MERCADO
- Moeda, tio?
- Hein?
- Moeda?
- O que é que tem, moeda?
- O senhor tem alguma moeda?
- Tenho algumas, sim, que a moça do caixa acabou de me dar, no mercado.
- E o senhor me dá?
- As moedas?
- Claro, o senhor não me arruma umas moedas?
- Não, claro que não. Para que é que você quer moedas?
- Porque eu preciso.
- Ah, mas isso eu também preciso. Eu uso estas moedas. Elas me fazem falta, não posso ficar por aí distribuindo as minhas moedas para o primeiro que aparece e diz que precisa.

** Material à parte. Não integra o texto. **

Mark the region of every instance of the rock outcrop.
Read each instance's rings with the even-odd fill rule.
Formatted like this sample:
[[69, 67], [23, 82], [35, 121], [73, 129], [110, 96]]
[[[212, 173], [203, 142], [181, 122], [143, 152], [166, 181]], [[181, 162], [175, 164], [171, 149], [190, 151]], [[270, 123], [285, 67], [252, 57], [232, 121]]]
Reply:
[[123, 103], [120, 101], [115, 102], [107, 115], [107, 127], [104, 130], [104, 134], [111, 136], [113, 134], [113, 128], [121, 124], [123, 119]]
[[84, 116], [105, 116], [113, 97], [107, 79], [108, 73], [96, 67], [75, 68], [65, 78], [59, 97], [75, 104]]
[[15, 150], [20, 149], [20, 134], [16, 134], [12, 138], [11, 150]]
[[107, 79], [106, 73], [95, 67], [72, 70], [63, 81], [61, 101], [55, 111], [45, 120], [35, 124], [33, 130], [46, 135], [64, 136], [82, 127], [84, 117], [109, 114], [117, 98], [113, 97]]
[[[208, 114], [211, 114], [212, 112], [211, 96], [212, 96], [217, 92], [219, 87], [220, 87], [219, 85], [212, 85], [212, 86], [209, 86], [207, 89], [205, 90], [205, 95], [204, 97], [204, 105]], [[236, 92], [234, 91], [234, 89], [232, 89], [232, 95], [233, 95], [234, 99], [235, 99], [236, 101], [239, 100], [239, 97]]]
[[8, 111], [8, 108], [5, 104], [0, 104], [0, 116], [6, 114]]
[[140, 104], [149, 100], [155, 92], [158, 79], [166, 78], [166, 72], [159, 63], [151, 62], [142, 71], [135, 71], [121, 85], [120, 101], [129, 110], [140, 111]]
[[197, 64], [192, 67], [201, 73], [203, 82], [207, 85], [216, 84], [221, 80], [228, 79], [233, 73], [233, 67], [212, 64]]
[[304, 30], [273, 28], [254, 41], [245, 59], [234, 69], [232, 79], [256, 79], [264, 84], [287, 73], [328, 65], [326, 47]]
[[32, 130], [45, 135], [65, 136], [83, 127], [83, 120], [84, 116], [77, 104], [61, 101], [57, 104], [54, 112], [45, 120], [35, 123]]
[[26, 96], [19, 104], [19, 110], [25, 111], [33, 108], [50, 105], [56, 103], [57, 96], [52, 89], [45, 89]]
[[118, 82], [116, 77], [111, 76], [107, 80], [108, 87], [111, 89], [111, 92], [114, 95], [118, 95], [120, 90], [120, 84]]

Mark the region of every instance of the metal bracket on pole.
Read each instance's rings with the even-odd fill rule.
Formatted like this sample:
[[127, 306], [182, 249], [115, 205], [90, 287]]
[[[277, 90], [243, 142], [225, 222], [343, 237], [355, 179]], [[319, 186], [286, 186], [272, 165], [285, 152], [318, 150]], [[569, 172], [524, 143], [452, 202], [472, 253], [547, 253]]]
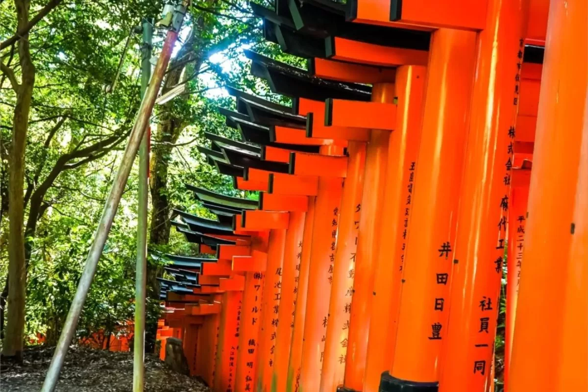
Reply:
[[180, 0], [175, 4], [166, 4], [163, 7], [161, 19], [155, 25], [166, 28], [176, 32], [179, 32], [189, 4], [190, 2], [187, 0]]

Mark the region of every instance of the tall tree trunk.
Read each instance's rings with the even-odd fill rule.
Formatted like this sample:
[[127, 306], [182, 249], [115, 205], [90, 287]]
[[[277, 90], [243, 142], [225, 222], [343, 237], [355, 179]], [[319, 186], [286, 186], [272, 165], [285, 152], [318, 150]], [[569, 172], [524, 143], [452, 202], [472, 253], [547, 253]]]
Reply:
[[[30, 0], [15, 0], [14, 2], [20, 31], [24, 29], [28, 22], [31, 2]], [[17, 88], [8, 167], [8, 313], [2, 353], [5, 357], [12, 357], [20, 362], [22, 360], [26, 293], [23, 199], [25, 149], [35, 84], [35, 66], [31, 59], [28, 35], [18, 41], [18, 55], [22, 82]]]
[[[189, 38], [178, 51], [178, 55], [170, 63], [171, 70], [165, 78], [162, 93], [165, 94], [173, 88], [182, 79], [185, 69], [198, 69], [200, 67], [201, 53], [193, 50], [195, 34], [193, 31]], [[193, 61], [194, 59], [196, 61]], [[189, 62], [189, 61], [192, 61]], [[195, 65], [193, 63], [195, 63]], [[186, 66], [186, 64], [192, 64]], [[186, 72], [188, 73], [188, 72]], [[176, 99], [185, 99], [176, 98]], [[176, 116], [173, 112], [174, 104], [171, 101], [161, 108], [159, 118], [161, 119], [154, 134], [155, 143], [151, 151], [149, 163], [149, 192], [151, 194], [151, 222], [149, 226], [149, 244], [166, 245], [169, 242], [169, 232], [171, 227], [170, 213], [171, 207], [168, 199], [168, 169], [172, 160], [173, 145], [178, 141], [182, 130], [186, 127], [185, 121]], [[157, 277], [161, 274], [161, 269], [148, 264], [147, 266], [147, 294], [151, 298], [159, 297], [159, 288]], [[157, 320], [149, 317], [145, 325], [145, 350], [153, 352], [155, 348], [155, 336], [157, 331]]]

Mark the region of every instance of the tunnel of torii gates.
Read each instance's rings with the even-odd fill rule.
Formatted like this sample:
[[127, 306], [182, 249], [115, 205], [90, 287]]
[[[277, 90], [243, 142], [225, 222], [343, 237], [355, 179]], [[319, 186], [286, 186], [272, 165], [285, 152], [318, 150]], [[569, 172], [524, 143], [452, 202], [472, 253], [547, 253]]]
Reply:
[[493, 390], [507, 260], [506, 390], [588, 391], [585, 0], [251, 6], [308, 69], [245, 52], [292, 105], [228, 88], [259, 201], [187, 186], [159, 339], [214, 392]]

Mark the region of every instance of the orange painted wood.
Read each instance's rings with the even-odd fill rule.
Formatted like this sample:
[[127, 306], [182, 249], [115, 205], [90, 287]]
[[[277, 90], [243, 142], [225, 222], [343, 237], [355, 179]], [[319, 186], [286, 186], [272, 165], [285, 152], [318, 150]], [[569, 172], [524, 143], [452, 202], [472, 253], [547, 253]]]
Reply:
[[304, 229], [302, 231], [302, 252], [298, 268], [298, 279], [296, 281], [297, 284], [295, 287], [296, 303], [294, 304], [294, 324], [292, 344], [290, 345], [288, 377], [286, 380], [285, 390], [287, 392], [298, 390], [300, 384], [300, 367], [302, 360], [302, 340], [304, 337], [304, 324], [306, 315], [310, 249], [314, 233], [315, 200], [315, 196], [308, 198], [308, 211], [305, 217]]
[[[522, 171], [522, 170], [515, 170]], [[529, 170], [524, 170], [529, 172]], [[506, 321], [505, 331], [505, 385], [508, 386], [514, 320], [516, 314], [519, 289], [520, 287], [521, 267], [524, 249], [524, 232], [527, 225], [527, 203], [529, 200], [529, 182], [517, 181], [513, 176], [511, 182], [509, 207], [508, 273], [506, 277]], [[528, 177], [526, 179], [529, 179]]]
[[307, 138], [306, 131], [305, 129], [288, 128], [279, 126], [273, 127], [272, 133], [270, 134], [270, 140], [276, 143], [310, 146], [330, 144], [333, 142], [333, 140], [330, 139], [321, 139], [320, 138]]
[[453, 259], [476, 38], [474, 32], [442, 29], [432, 41], [415, 185], [406, 202], [410, 232], [390, 372], [409, 381], [439, 379], [449, 299], [449, 285], [437, 283], [436, 276], [449, 273]]
[[268, 193], [278, 195], [316, 196], [318, 177], [316, 176], [295, 176], [283, 173], [269, 175]]
[[346, 156], [292, 153], [290, 155], [290, 174], [297, 176], [345, 177], [347, 175], [347, 161]]
[[232, 260], [233, 257], [235, 256], [249, 256], [251, 253], [250, 246], [220, 244], [217, 246], [216, 249], [216, 258], [219, 262], [223, 260]]
[[282, 268], [283, 263], [286, 230], [272, 230], [268, 247], [268, 269], [263, 282], [261, 327], [258, 338], [258, 391], [270, 391], [275, 354], [276, 331], [279, 323], [278, 312], [281, 302]]
[[517, 110], [536, 113], [533, 100], [539, 87], [538, 82], [517, 83], [516, 78], [524, 49], [517, 41], [524, 33], [524, 4], [490, 0], [488, 28], [478, 35], [453, 255], [459, 262], [450, 270], [451, 312], [442, 357], [452, 365], [440, 375], [443, 392], [486, 389], [492, 367], [510, 208], [510, 184], [505, 179], [513, 172], [512, 129]]
[[[385, 106], [392, 105], [395, 106], [395, 112], [396, 106], [392, 103], [395, 92], [393, 84], [375, 85], [372, 92], [373, 102], [370, 103]], [[333, 101], [333, 105], [336, 105], [336, 101]], [[336, 110], [333, 108], [334, 111]], [[387, 109], [386, 111], [389, 110]], [[392, 116], [392, 118], [394, 122], [396, 121], [395, 116]], [[394, 128], [395, 125], [394, 122], [390, 126]], [[356, 390], [360, 390], [363, 387], [365, 373], [368, 337], [373, 299], [376, 254], [381, 246], [377, 230], [384, 220], [384, 217], [380, 213], [380, 209], [382, 205], [387, 202], [384, 199], [384, 191], [390, 135], [390, 133], [386, 130], [372, 130], [366, 152], [362, 219], [359, 222], [355, 259], [354, 292], [351, 299], [348, 349], [343, 381], [346, 387]]]
[[320, 383], [330, 294], [325, 287], [330, 286], [328, 266], [335, 257], [332, 244], [337, 237], [342, 183], [338, 178], [319, 180], [300, 373], [299, 387], [303, 391], [316, 391]]
[[198, 245], [198, 252], [205, 254], [216, 254], [216, 251], [213, 249], [209, 245], [206, 244], [200, 244]]
[[315, 76], [339, 82], [362, 83], [393, 82], [396, 70], [364, 64], [354, 64], [326, 59], [310, 59], [309, 70]]
[[[565, 336], [564, 296], [570, 283], [570, 226], [580, 146], [586, 143], [582, 130], [588, 73], [583, 49], [588, 46], [587, 15], [585, 1], [550, 2], [510, 391], [564, 390], [559, 387], [558, 371]], [[553, 267], [554, 260], [562, 260], [557, 268]], [[544, 342], [545, 336], [553, 337]], [[585, 364], [574, 353], [576, 364]]]
[[533, 142], [535, 140], [535, 130], [537, 128], [537, 116], [517, 116], [516, 138], [520, 142]]
[[298, 195], [259, 193], [259, 209], [264, 211], [290, 211], [306, 212], [308, 209], [308, 197]]
[[391, 2], [357, 0], [354, 21], [397, 26], [405, 25], [468, 30], [481, 30], [485, 26], [485, 1], [449, 0], [442, 3], [433, 0], [403, 0], [395, 2], [398, 4], [399, 11], [395, 10], [393, 14]]
[[[376, 93], [372, 92], [372, 99]], [[389, 97], [387, 102], [328, 99], [325, 104], [325, 125], [392, 130], [396, 117], [396, 105], [393, 103], [393, 96], [392, 94]]]
[[223, 294], [222, 311], [219, 323], [218, 343], [215, 366], [215, 391], [235, 389], [235, 360], [240, 320], [241, 292], [226, 292]]
[[373, 303], [362, 389], [366, 392], [378, 390], [382, 373], [392, 360], [391, 348], [396, 344], [402, 262], [411, 217], [406, 203], [414, 190], [413, 163], [416, 166], [418, 159], [426, 75], [426, 69], [419, 66], [399, 67], [396, 72], [398, 116], [388, 143], [385, 202], [378, 210], [385, 219], [376, 233], [380, 244], [376, 250]]
[[325, 354], [320, 373], [321, 391], [334, 391], [343, 384], [347, 353], [349, 312], [355, 273], [355, 254], [361, 215], [365, 172], [366, 145], [350, 142], [348, 176], [343, 186], [340, 217], [333, 263], [330, 264], [332, 281], [325, 333]]
[[198, 284], [203, 285], [218, 285], [220, 283], [220, 278], [218, 276], [209, 276], [207, 275], [200, 275], [198, 277]]
[[275, 338], [272, 339], [272, 344], [275, 346], [272, 371], [272, 391], [286, 390], [288, 360], [290, 358], [292, 330], [294, 327], [294, 308], [297, 293], [298, 270], [302, 256], [303, 229], [305, 215], [304, 212], [290, 212], [290, 225], [286, 231], [283, 263], [282, 266], [282, 289], [277, 317], [279, 322], [276, 328]]
[[241, 226], [250, 230], [286, 230], [289, 218], [283, 211], [249, 210], [241, 213]]
[[[267, 236], [252, 238], [252, 252], [267, 252]], [[261, 299], [263, 293], [263, 272], [245, 273], [245, 289], [243, 293], [241, 327], [237, 351], [236, 391], [255, 391], [257, 368], [258, 337], [261, 324]]]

E outra, meu filho, hoje em dia todo mundo precisa.
- Não quero saber dos outros, tio, quero saber de mim. Se eu não arranjar dinheiro acabo passando fome.
- Mas isso é com todo mundo, não é só com você. Por que é que você não trabalha?

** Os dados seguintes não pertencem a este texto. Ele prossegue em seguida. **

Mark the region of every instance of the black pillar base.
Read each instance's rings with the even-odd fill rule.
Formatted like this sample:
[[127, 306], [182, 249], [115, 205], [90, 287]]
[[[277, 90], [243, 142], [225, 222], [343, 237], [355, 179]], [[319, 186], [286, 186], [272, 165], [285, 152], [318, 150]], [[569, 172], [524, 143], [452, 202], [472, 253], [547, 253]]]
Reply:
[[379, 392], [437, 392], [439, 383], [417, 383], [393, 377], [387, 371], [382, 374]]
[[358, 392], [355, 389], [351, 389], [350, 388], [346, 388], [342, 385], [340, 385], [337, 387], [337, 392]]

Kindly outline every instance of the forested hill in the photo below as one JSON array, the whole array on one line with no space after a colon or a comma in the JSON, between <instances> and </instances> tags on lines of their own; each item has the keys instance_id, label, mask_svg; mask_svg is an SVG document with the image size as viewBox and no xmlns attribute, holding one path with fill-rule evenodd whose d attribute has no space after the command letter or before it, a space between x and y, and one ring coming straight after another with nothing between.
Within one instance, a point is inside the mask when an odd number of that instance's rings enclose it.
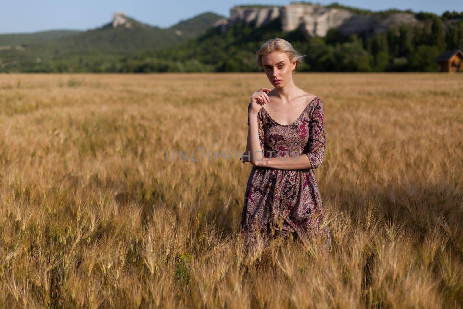
<instances>
[{"instance_id":1,"label":"forested hill","mask_svg":"<svg viewBox=\"0 0 463 309\"><path fill-rule=\"evenodd\" d=\"M288 18L294 12L299 24ZM323 21L328 16L338 23ZM165 29L119 17L52 42L0 50L0 72L255 71L255 53L277 37L307 55L301 71L432 71L442 51L463 49L463 12L245 6L232 8L230 18L206 13Z\"/></svg>"},{"instance_id":2,"label":"forested hill","mask_svg":"<svg viewBox=\"0 0 463 309\"><path fill-rule=\"evenodd\" d=\"M347 28L332 27L324 37L308 38L304 27L283 31L282 18L259 19L272 16L270 10L275 7L258 7L267 10L260 15L244 12L256 10L255 6L239 7L234 13L237 8L234 8L232 18L197 39L175 48L127 56L118 69L147 72L255 71L259 69L255 66L254 53L264 42L277 37L289 40L300 53L307 55L301 71L434 71L437 69L435 59L443 51L463 50L463 13L446 12L439 16L406 11L419 22L389 25L382 32L367 29L349 35L345 33ZM404 13L396 10L355 12L367 16L373 14L372 18L379 20L387 20L388 14Z\"/></svg>"},{"instance_id":3,"label":"forested hill","mask_svg":"<svg viewBox=\"0 0 463 309\"><path fill-rule=\"evenodd\" d=\"M0 35L0 42L3 42L0 45L0 72L105 70L124 55L188 42L223 18L208 12L161 28L116 13L102 27L56 35L49 39L41 40L44 36L37 33L29 34L28 40L25 39L24 34Z\"/></svg>"}]
</instances>

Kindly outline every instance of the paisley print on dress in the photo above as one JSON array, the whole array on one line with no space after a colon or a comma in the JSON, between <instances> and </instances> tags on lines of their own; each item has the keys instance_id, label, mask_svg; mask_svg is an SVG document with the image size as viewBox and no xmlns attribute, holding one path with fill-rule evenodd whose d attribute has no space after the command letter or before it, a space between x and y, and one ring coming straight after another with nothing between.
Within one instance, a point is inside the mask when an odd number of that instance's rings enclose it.
<instances>
[{"instance_id":1,"label":"paisley print on dress","mask_svg":"<svg viewBox=\"0 0 463 309\"><path fill-rule=\"evenodd\" d=\"M250 107L250 103L248 111ZM294 232L302 238L311 230L323 238L324 247L331 250L329 226L320 228L325 213L313 172L313 169L321 166L325 155L324 120L323 102L318 96L287 126L277 123L264 108L261 109L257 126L264 157L306 155L312 167L290 170L253 166L241 217L241 235L246 246L257 237L275 231L284 235Z\"/></svg>"}]
</instances>

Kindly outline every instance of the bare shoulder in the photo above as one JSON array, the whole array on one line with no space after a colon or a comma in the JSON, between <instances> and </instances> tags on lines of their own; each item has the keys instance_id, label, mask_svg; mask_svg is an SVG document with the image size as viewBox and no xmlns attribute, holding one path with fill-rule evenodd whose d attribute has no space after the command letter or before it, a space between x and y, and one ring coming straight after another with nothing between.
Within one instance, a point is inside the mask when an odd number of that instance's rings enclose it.
<instances>
[{"instance_id":1,"label":"bare shoulder","mask_svg":"<svg viewBox=\"0 0 463 309\"><path fill-rule=\"evenodd\" d=\"M318 98L319 96L315 95L313 95L312 94L309 93L308 92L306 92L304 90L302 90L302 96L305 99L306 101L306 104L308 104L314 101L315 98Z\"/></svg>"}]
</instances>

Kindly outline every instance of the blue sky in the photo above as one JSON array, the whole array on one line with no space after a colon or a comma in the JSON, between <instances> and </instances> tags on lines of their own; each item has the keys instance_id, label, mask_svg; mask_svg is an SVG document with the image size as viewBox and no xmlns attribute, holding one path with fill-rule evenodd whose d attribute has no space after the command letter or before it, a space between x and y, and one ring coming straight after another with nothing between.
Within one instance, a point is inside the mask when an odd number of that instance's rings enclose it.
<instances>
[{"instance_id":1,"label":"blue sky","mask_svg":"<svg viewBox=\"0 0 463 309\"><path fill-rule=\"evenodd\" d=\"M58 0L2 1L0 33L34 32L56 29L88 30L109 22L113 14L122 12L128 16L151 25L165 28L206 12L227 17L230 9L241 4L285 5L292 1L141 1L131 0L81 0L72 2ZM313 1L322 5L333 2L373 11L395 8L414 12L441 14L445 11L463 11L463 1L455 0L386 0L371 1Z\"/></svg>"}]
</instances>

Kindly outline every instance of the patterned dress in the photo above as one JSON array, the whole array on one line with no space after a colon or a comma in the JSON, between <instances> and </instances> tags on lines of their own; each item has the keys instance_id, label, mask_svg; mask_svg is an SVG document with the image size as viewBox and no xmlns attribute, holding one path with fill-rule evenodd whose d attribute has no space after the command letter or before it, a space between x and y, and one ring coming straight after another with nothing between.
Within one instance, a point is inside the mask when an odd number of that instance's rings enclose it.
<instances>
[{"instance_id":1,"label":"patterned dress","mask_svg":"<svg viewBox=\"0 0 463 309\"><path fill-rule=\"evenodd\" d=\"M250 103L248 111L250 107ZM288 236L290 232L303 238L313 232L322 237L325 249L331 250L328 225L320 228L325 213L313 172L321 165L325 154L324 122L323 102L318 96L287 126L277 123L264 107L261 109L257 124L264 157L279 160L275 157L305 154L312 168L290 170L253 165L241 217L245 246L252 244L257 236Z\"/></svg>"}]
</instances>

- Mas eu trabalho! Venho todo dia aqui na entrada do mercado tomar conta dos carros, inclusive do seu, se o senhor quer saber. Pode ir lá conferir, tio, o senhor vai ver que o seu carro está seguro, inteirinho, sem nem um arranhãozinho sequer. Vai lá, pode ir lá ver.
- Carro?
- É, vai lá olhar.
- Mas eu não tenho carro, meu filho. Com a aposentadoria que eu ganho não posso me dar a este luxo. É muita despesa. Venho comprar neste mercado porque moro aqui perto, venho a pé mesmo.

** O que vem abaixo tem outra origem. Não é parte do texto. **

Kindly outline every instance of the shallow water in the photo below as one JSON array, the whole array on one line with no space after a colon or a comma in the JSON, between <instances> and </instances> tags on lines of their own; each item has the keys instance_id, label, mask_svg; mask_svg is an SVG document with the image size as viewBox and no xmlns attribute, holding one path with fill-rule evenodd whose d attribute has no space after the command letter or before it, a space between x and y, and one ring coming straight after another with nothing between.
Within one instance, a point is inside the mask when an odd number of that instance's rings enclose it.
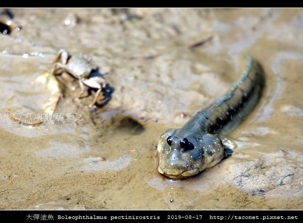
<instances>
[{"instance_id":1,"label":"shallow water","mask_svg":"<svg viewBox=\"0 0 303 223\"><path fill-rule=\"evenodd\" d=\"M12 11L22 29L0 35L1 209L302 209L302 9ZM92 97L75 101L78 83L63 75L63 120L12 123L7 109L44 105L31 83L62 48L108 73L111 99L89 108ZM31 52L43 57L22 57ZM246 54L266 85L228 136L233 155L192 178L160 175L162 132L228 91Z\"/></svg>"}]
</instances>

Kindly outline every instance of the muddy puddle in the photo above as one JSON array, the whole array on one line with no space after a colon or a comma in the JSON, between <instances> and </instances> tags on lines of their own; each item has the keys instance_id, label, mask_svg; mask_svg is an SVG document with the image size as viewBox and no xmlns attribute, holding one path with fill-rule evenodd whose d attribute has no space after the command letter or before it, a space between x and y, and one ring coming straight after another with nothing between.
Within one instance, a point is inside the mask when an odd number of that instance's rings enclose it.
<instances>
[{"instance_id":1,"label":"muddy puddle","mask_svg":"<svg viewBox=\"0 0 303 223\"><path fill-rule=\"evenodd\" d=\"M0 34L0 209L303 209L302 9L11 11L21 28ZM91 58L110 99L89 108L93 93L75 100L63 75L52 119L13 123L7 109L38 118L54 96L35 80L61 48ZM163 132L228 90L245 54L266 85L228 136L233 155L192 178L160 175Z\"/></svg>"}]
</instances>

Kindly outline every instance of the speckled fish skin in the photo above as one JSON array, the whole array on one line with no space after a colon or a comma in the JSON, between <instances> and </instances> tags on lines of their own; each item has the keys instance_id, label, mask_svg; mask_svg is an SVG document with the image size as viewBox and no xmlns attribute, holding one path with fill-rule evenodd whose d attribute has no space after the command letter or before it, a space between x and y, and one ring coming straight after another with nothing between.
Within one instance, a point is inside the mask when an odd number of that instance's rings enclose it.
<instances>
[{"instance_id":1,"label":"speckled fish skin","mask_svg":"<svg viewBox=\"0 0 303 223\"><path fill-rule=\"evenodd\" d=\"M244 74L228 93L180 129L163 134L157 149L160 174L175 179L190 177L223 158L220 136L233 131L254 109L264 86L262 68L250 57L247 59Z\"/></svg>"}]
</instances>

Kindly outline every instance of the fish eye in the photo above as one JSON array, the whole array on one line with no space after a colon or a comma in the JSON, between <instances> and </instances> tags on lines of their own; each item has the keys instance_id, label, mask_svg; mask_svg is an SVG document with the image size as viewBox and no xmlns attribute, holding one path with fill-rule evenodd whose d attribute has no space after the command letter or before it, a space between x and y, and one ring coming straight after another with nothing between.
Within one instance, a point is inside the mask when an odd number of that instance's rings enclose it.
<instances>
[{"instance_id":1,"label":"fish eye","mask_svg":"<svg viewBox=\"0 0 303 223\"><path fill-rule=\"evenodd\" d=\"M180 140L180 147L184 148L184 151L191 150L194 148L193 144L188 142L186 138L182 138Z\"/></svg>"},{"instance_id":2,"label":"fish eye","mask_svg":"<svg viewBox=\"0 0 303 223\"><path fill-rule=\"evenodd\" d=\"M169 136L166 140L167 142L167 144L170 146L172 145L172 143L173 142L173 137L172 136Z\"/></svg>"}]
</instances>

- Tá, tio, então sai fora, não complica o meu lado. Segue a sua correria, que eu sigo a minha.
- Mas eu não estou complicando nada, meu amigo. Você é que veio me pedir dinheiro.
- Tio, é o seguinte. Presta atenção. Eu pago pra trabalhar aqui, entendeu? Esta área tem dono, e eu tenho que pagar aluguel para o dono da rua.
- Mas rua agora tem dono?
- Se liga, tio. Todo dia eu tenho que jogar um troco na mão do dono da rua pra eu poder ficar aqui, tomando conta dos carros dos bacanas. E não posso ficar perdendo meu tempo com um sujeito que não tem nem uma moedinha no bolso pra me dar.
- Mas eu tenho, só que não posso dar porque vou usar para comprar pão. E outra coisa, quem foi que disse que eu sou obrigado a ficar dando dinheiro pra você?
- Você não é obrigado a me dar nada, tio. Sai fora, senão quem vai sair prejudicado é você.
- Prejudicado por quê? Você vai me assaltar, por acaso? Vai me agredir? Me processar?
- Puta que pariu...
- Calma, calma, não precisa ficar zangado. Já estou de saída, a patroa está em casa me esperando. Agora, vem cá, só mais uma coisa: bonito, o seu tênis, hein?
- Obrigado, tio. Agora se manda.
- Quantos desses aí você tem?
- Com esse, três. Por que quer saber?
- Porque eu só tenho um, justamente esse aqui, que estou usando. E ainda por cima já está começando a abrir o bico, tá até furado na sola.
- Ê, tio. O senhor tá ferrado. Pior que eu, pô.
- Pois é. Mas ainda assim não fico por aí pedindo dinheiro para as pessoas no meio da rua.
- O mundo é dos espertos, tio. O senhor já devia saber disso.
- Pois é, já me disseram isso um monte de vezes. Mas quer mesmo saber? Nunca me convenceram. Ih, olha lá!
- Que foi?
- O dono da Mercedes preta conversível tá saindo.Corre lá, senão você perde a caixinha.
- Falou, tio!
- Isso, vai lá, moleque. Corre. Não deixa o bacana ir embora sem te dar uma moeda. Deixa que eu tomo aqui do ponto pra você! Quer dizer, pra você, não. Pra nós.